Debate brews over attitudes about Canada

Patriotism: Molson's `Rant' commercial takes a tongue-in-cheek shot at common misconceptions Americans have about their northern neighbor.

April 21, 2000|By Deborah Bach | Deborah Bach,CONTRIBUTING WRITER

In his four years working in Philadelphia, Brett Marchand learned plenty about being a misunderstood Canadian.

Marchand's friends would ask if Ontario was a state or a city. His colleagues at Campbell's Soup Co., where Marchand worked in marketing, snickered when he said "past-a" instead of "pawsta." Once, during a meeting where an Australian was delivering a speech sprinkled with war metaphors, the company's former CEO turned to Marchand and remarked that an Aussie talking about war was about as absurd as hearing about it from a Canadian.

"He literally did not know that Canada was in World War I and World War II, and this was a guy with a master's degree," says Marchand, now the vice president of marketing for the Molson Canadian brewing company.

Americans' dearth of knowledge about their northern neighbors is nothing new. U.S. history is commonly taught in Canadian schools, but despite the two countries being each other's closest neighbors and biggest trade partners, American students learn next to nothing about Canada.

That fact was aptly illustrated when a Canadian comic tricked presidential candidate George W. Bush into expressing his appreciation for an endorsement from Prime Minister Jean Poutine, a gaffe that sent the Canadian media into gleeful fits. (Note to the uninformed: poutine is a French-Canadian artery-clogger made of french fries, cheese curds and gravy; the prime minister's name is Jean Chretien.)

Now there's something new to chuckle about: a Molson Canadian beer commercial that Marchand says has spurred an unexpected level of feedback on both sides of the border.

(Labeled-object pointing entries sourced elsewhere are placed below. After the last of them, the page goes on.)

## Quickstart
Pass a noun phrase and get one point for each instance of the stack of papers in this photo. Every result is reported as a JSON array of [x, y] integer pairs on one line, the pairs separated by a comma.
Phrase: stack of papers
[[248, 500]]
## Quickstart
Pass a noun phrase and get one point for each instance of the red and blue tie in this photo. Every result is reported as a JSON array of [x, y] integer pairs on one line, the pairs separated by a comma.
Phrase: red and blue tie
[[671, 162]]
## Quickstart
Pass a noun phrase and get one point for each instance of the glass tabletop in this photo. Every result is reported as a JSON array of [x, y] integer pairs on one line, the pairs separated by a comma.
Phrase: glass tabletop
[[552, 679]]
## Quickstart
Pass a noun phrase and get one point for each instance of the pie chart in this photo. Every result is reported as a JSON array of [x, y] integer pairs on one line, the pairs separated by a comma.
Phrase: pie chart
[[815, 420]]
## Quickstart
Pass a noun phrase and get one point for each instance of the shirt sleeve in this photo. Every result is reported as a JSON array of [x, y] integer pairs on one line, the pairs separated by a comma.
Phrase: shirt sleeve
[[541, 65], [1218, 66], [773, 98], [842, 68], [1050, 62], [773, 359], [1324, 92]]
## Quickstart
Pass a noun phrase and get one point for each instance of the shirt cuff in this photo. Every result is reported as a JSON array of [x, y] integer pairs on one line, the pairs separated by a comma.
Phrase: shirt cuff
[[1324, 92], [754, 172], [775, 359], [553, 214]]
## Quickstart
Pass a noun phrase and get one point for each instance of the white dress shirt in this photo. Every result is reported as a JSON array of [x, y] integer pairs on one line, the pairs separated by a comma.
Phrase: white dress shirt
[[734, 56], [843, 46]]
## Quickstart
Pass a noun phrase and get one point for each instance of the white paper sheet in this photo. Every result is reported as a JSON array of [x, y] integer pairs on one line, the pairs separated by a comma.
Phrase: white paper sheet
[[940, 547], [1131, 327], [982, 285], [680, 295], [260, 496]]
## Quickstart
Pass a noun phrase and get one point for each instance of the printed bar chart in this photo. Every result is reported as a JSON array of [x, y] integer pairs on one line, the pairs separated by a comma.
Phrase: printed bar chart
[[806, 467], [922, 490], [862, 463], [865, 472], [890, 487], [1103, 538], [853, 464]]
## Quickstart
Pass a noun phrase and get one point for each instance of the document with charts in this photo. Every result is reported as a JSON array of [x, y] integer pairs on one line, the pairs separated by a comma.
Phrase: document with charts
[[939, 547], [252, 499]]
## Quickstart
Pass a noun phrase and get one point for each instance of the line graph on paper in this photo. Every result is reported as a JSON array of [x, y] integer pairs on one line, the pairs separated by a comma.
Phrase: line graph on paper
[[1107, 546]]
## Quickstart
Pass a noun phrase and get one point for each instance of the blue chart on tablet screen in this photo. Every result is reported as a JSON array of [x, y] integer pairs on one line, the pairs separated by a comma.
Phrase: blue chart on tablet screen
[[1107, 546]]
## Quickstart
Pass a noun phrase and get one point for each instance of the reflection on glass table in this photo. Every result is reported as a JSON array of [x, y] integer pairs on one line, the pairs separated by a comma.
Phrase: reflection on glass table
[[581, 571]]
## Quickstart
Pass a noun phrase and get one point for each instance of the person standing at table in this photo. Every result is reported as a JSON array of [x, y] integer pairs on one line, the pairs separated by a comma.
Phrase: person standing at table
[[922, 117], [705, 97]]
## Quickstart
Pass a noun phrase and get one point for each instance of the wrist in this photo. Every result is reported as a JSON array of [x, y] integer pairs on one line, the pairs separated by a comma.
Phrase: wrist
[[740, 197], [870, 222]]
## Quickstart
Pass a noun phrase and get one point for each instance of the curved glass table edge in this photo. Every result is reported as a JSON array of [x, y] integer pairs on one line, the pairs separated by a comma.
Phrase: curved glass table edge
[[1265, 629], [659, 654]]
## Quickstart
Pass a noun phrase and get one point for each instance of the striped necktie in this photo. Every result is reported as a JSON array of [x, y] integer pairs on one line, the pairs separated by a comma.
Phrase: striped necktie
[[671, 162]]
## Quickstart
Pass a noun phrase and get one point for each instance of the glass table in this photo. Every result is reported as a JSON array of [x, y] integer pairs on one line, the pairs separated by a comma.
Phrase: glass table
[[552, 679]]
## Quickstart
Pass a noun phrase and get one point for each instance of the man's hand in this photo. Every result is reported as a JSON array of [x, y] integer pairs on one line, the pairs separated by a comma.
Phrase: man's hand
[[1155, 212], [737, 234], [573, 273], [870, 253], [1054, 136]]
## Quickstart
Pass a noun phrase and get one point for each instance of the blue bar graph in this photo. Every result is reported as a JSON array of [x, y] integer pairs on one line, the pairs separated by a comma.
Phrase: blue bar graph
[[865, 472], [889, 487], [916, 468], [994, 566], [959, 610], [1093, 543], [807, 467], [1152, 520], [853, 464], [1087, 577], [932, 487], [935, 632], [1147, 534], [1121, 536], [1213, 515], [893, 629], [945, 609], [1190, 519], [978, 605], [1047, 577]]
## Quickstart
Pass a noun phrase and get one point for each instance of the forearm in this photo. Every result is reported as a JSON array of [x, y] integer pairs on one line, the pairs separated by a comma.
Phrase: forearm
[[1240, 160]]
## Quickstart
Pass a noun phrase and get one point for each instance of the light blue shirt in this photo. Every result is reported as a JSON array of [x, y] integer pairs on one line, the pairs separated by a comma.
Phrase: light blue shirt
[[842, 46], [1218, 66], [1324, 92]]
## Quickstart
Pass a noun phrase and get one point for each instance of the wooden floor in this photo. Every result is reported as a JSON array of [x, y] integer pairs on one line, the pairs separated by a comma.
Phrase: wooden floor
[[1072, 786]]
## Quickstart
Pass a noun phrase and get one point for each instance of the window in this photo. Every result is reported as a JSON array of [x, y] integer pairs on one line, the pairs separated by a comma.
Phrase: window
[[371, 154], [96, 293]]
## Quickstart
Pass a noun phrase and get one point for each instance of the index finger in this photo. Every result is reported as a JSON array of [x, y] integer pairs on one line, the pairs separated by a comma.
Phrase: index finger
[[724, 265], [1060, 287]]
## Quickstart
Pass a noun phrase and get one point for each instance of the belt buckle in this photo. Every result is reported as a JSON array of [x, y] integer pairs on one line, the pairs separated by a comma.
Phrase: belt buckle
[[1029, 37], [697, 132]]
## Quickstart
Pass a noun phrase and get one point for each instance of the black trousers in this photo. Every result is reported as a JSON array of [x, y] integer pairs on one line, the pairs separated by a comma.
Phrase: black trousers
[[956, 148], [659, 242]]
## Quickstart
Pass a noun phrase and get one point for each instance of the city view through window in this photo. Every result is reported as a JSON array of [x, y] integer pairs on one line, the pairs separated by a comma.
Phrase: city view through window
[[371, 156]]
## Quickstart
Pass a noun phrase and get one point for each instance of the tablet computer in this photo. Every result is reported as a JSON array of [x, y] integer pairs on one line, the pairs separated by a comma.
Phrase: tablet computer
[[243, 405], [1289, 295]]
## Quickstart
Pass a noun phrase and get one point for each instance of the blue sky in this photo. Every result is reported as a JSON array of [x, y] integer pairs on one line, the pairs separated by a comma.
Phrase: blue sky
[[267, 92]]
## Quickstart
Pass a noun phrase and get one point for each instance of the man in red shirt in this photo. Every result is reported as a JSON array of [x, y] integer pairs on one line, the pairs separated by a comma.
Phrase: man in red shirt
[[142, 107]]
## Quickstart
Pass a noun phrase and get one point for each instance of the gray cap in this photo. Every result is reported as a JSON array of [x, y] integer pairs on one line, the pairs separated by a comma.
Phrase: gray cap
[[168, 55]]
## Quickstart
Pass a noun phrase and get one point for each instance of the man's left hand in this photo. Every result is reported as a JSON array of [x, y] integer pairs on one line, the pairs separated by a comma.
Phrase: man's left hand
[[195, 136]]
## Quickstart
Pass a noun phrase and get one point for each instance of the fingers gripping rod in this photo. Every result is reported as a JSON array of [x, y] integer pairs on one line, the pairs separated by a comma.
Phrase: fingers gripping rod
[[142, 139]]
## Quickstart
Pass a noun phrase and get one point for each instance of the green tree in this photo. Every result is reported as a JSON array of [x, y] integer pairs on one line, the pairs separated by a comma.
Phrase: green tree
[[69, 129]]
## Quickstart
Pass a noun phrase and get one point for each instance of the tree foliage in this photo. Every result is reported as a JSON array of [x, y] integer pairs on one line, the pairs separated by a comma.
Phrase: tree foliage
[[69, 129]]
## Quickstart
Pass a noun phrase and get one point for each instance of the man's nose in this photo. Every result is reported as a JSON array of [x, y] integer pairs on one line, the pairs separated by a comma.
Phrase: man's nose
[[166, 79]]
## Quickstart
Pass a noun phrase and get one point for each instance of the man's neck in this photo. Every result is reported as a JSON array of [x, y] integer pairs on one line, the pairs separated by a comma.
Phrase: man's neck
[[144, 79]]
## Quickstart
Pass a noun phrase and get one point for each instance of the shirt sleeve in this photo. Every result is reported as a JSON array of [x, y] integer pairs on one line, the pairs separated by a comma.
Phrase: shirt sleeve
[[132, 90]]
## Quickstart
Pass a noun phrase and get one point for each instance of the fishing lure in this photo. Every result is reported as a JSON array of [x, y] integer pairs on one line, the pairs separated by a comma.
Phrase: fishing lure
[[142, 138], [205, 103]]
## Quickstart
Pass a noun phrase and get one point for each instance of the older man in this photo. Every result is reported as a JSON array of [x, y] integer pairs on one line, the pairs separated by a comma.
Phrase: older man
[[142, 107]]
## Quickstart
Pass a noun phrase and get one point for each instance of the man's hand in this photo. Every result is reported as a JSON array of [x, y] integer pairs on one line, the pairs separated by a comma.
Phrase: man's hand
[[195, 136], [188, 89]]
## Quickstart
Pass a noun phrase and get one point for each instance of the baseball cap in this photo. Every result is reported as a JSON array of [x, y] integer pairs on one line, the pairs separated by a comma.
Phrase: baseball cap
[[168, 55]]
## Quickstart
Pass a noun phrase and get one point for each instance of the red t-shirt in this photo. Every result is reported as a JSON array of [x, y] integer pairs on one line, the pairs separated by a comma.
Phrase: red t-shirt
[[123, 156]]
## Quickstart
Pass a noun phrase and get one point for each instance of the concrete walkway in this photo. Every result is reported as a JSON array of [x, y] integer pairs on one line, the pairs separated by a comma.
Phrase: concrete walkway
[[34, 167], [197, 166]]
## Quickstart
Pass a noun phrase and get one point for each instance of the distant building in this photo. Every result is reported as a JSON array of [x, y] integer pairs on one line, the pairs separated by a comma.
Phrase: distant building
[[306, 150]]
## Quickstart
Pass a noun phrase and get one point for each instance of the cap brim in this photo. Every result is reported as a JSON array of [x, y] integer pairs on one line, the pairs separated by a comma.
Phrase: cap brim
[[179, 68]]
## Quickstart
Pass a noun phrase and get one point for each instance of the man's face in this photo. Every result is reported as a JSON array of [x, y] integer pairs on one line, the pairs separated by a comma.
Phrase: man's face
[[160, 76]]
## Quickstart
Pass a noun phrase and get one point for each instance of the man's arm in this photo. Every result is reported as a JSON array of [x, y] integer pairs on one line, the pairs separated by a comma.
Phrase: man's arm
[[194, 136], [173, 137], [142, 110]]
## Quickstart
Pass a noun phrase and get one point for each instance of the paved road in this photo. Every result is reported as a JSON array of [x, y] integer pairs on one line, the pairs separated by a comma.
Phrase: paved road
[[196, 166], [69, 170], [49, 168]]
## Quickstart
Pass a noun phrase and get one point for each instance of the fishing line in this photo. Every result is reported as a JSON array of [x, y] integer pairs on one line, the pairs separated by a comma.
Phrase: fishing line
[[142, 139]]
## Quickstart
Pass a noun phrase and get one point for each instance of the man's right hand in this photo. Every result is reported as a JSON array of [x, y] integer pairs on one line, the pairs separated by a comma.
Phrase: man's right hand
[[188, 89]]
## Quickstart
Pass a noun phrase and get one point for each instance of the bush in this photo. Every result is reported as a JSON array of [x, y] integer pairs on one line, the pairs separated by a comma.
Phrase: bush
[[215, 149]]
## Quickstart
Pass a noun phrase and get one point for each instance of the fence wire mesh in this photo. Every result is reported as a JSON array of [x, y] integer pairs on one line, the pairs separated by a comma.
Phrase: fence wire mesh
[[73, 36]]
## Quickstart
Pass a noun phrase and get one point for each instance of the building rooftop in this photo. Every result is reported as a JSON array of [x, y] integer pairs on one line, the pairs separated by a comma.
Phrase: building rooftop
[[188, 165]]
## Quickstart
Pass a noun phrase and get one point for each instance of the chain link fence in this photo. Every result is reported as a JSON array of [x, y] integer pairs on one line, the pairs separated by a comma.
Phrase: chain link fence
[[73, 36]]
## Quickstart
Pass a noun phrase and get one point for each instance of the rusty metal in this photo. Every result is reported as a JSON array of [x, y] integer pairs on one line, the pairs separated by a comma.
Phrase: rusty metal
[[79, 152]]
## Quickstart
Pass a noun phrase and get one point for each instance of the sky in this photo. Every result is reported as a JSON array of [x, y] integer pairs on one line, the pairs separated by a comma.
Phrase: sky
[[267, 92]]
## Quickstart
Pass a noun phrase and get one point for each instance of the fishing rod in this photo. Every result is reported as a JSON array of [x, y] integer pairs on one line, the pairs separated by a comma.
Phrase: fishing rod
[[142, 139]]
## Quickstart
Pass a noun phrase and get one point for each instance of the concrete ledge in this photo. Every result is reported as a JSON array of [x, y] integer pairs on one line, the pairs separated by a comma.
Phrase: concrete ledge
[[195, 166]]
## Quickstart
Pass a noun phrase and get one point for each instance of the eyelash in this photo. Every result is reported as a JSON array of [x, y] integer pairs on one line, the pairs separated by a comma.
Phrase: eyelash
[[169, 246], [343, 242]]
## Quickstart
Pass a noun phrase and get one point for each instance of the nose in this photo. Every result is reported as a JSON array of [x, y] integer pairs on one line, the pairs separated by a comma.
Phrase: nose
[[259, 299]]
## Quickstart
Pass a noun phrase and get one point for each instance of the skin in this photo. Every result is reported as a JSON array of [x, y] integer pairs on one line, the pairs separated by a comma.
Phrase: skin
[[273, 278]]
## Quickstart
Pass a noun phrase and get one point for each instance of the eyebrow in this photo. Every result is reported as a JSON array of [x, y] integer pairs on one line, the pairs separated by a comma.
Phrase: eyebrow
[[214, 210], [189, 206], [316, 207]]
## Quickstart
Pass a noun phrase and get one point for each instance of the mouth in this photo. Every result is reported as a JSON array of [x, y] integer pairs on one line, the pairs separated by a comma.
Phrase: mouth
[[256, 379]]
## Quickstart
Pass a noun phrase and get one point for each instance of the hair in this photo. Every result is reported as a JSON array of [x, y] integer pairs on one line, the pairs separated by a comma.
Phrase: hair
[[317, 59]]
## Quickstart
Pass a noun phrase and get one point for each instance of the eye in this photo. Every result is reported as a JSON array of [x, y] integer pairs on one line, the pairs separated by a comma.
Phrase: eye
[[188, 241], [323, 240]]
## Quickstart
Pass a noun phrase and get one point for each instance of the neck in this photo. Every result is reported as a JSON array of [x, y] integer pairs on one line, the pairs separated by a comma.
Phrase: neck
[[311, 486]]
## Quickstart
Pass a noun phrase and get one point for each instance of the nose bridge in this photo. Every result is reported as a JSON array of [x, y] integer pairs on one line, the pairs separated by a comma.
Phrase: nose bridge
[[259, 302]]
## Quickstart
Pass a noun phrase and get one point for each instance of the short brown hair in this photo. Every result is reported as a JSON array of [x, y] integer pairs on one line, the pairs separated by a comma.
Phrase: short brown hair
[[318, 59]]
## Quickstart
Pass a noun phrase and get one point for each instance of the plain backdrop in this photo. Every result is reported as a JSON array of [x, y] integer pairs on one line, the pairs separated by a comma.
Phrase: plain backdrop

Dubbed "The Rant," the television spot debuted on Oscar night last month. It features a regular joe named Joe extolling the benefits of his country while taking a tongue-in-cheek shot at misconceptions about Canada.

Wearing a plaid shirt and jeans, Joe explains he's not a lumberjack or fur trader and doesn't live in an igloo or eat blubber. He has a prime minister, not a president. He speaks English and French, not American, and says about, not aboot.

Getting louder and increasingly animated, Joe declares the beaver "a truly proud and noble animal" and explains that a toque is a hat and a chesterfield is a couch.

His voice rising to a feverish pitch, he concludes: "Canada is the second-largest land mass, the first nation in hockey and the best part of North America. My name is Joe, and I ... AM ... CANADIAN!"

Marchand says he knew the ad was good but didn't anticipate the flood of reaction that's ensued. There was a great deal of positive response from U.S. viewers, he says, but in Canada the ad's popularity has exploded.

"You couldn't imagine the phenomenon it is in Canada," he says during an interview from his Toronto office. "It's been on the front page of newspapers. There are radio talk shows across the country dedicated to the ad. I've been doing interviews almost from first thing in the morning until the end of the day every day.

"There are people calling who are doing their theses on nationalism wanting to talk to me about the maturity of Canadian nationalism -- from a beer ad," he says incredulously.

Marchand was surprised not only by the media attention the ad received but also by the breadth of its appeal. The company targets twenty-something beer drinkers but has been receiving calls about the ad from people into their 60s, he says.

"It really has struck a chord with a huge group of consumers," Marchand says.

The idea for the ad originated from research conducted last fall, when its creators, a Toronto agency, talked to young beer drinkers and encountered the sort of patriotism more typically associated with Americans.

"I think there's this feeling amongst younger Canadians that this really is the greatest place in the world to live," he says.

Marchand points to the Internet, international travel and the North American Free Trade Agreement as factors that have increased cross-border connections, making Canadians more aware of what their country has to offer. The success of famous Canadians such as director James Cameron, country diva Shania Twain and comedian Mike Myers also promotes a sense of national pride, he says.

Donald Alper, a professor at Western Washington University, offers a different perspective. Alper says U.S.-Canadian corporate mergers, talk of a North American common currency and increased globalization have created a collective anxiety about Canada being swallowed up by its larger neighbor.

"All these things are seen as further eroding this Canadian identity," says Alper, president of the Washington D.C.-based Association for Canadian Studies in the United States.

It's an identity that Canadians may hold fast to, but one that remains an enigma south of the border.

Alper mentions a Western Washington summer program for teachers who want to include Canada in their curriculum. Most are from the Pacific Northwest, he says, and most know virtually zero about Canada.

"I would say, listening to this group of teachers, who are educated people, that the misconceptions are pretty close to being accurate," he says. "And the farther you get away from the border, the worse they get."

Molson's successful ad, which can be viewed online at www.ad critic.com, may not make any great strides in cultural understanding, but if nothing else, it provides an entertaining venue to illustrate what it means to be Canadian.

And hey, maybe that's aboot the most you can hope for, eh?